These are tough times for all of us trying to balance our budgets. We all have to find ways of cutting corners so we can continue to feed our families. For some of us that means buying less food, for others that means buying cheaper food. But what is the real price of cheap food?
- The public wants cheaper produce;
- The supermarkets want to attract customers by keeping prices lower;
- The supermarkets therefore pay lower prices to their suppliers;
- And right at the end of the chain, the farmer suffers.
Nowhere is this more evident in developing countries which either cannot afford to pay its farmers subsidies, or choose not to do so.
These are tough times for us; but even tougher times for millions of farmers and workers in developing countries – many of whom are older people. Despite producing approximately 70 per cent of the world’s food, over half of the world’s hungry people are smallholder farmers themselves, who struggle to earn a decent living from their crops. Unfair trade means they still only receive a tiny proportion of the price we pay for food.
Age International – and the Enough food for Everyone IF campaign, of which we are a part – believes that farmers can continue producing food for their families and their future IF they receive a guaranteed fair price for their crops. Choosing fairtrade products is one easy way to support them. Fairtrade offers farmers and workers the safety net of a fair price today and a little extra to invest in tomorrow.
Farmers can continue producing food for their families IF they receive a guaranteed fair price for their crops.

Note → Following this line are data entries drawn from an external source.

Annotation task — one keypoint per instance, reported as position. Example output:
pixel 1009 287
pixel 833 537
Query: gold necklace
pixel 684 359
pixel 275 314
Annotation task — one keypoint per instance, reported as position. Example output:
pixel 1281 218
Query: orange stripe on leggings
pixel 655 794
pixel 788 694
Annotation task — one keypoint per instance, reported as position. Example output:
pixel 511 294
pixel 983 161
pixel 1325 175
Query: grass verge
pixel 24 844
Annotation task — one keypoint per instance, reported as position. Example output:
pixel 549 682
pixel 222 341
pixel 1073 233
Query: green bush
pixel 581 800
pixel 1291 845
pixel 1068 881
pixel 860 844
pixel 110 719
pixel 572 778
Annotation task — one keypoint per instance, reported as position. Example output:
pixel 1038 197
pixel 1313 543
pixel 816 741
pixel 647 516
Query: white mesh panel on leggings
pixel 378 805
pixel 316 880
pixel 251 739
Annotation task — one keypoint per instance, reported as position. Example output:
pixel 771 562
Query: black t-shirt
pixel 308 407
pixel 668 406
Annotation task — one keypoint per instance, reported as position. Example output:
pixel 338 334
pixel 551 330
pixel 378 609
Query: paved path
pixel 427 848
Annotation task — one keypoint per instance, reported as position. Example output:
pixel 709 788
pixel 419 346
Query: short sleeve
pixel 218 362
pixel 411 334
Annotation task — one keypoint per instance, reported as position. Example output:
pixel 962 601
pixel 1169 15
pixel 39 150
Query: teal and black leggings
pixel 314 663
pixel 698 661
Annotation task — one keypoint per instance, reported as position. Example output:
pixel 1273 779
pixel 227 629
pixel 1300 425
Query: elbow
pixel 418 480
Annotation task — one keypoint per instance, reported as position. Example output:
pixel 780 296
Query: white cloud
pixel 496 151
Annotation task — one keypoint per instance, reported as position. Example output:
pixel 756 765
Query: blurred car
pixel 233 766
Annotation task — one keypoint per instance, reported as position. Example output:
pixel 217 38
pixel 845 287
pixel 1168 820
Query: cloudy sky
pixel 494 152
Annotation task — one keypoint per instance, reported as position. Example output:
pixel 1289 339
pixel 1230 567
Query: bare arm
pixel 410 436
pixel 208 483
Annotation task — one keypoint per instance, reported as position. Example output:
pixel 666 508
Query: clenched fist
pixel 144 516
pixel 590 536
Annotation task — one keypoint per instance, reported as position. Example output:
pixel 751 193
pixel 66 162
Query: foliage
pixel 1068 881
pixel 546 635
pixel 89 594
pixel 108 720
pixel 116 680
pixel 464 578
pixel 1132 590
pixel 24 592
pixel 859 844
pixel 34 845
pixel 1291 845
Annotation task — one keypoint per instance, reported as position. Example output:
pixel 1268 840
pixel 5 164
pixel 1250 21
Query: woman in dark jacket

IF they receive more, they can invest more and grow more, thus guaranteeing more food for people beyond their families and their communities.
Fairtrade Fortnight, 25 February – 10 March
Fairtrade Fornight (25 February until 10 March) is the perfect time to take steps to think about the food we eat and the people who grow it.
IF you buy products with the Fairtrade Mark, farmers and workers can earn enough to provide for their families and invest in their communities.
IF you already buy Fairtrade bananas or coffee, try something new this Fairtrade Fortnight – from tea, sugar and pineapples to ice cream, nuts and flowers (remember that Sunday 10 March is Mother’s Day!) This will help ensure more farmers and workers receive a better deal from trade.
IF we can get more people asking for Fairtrade, more companies will start to trade on fairer terms with developing countries.
IF you share your Fairtrade goodies with friends and family, we can spread the message even further.
Buying fairtrade produce does cost a little more money – but it also reduces poverty and suffering in some of the poorest countries in the world.
The question should not be ‘Can I afford to buy fairtrade produce?’ but ‘Can I afford not to?’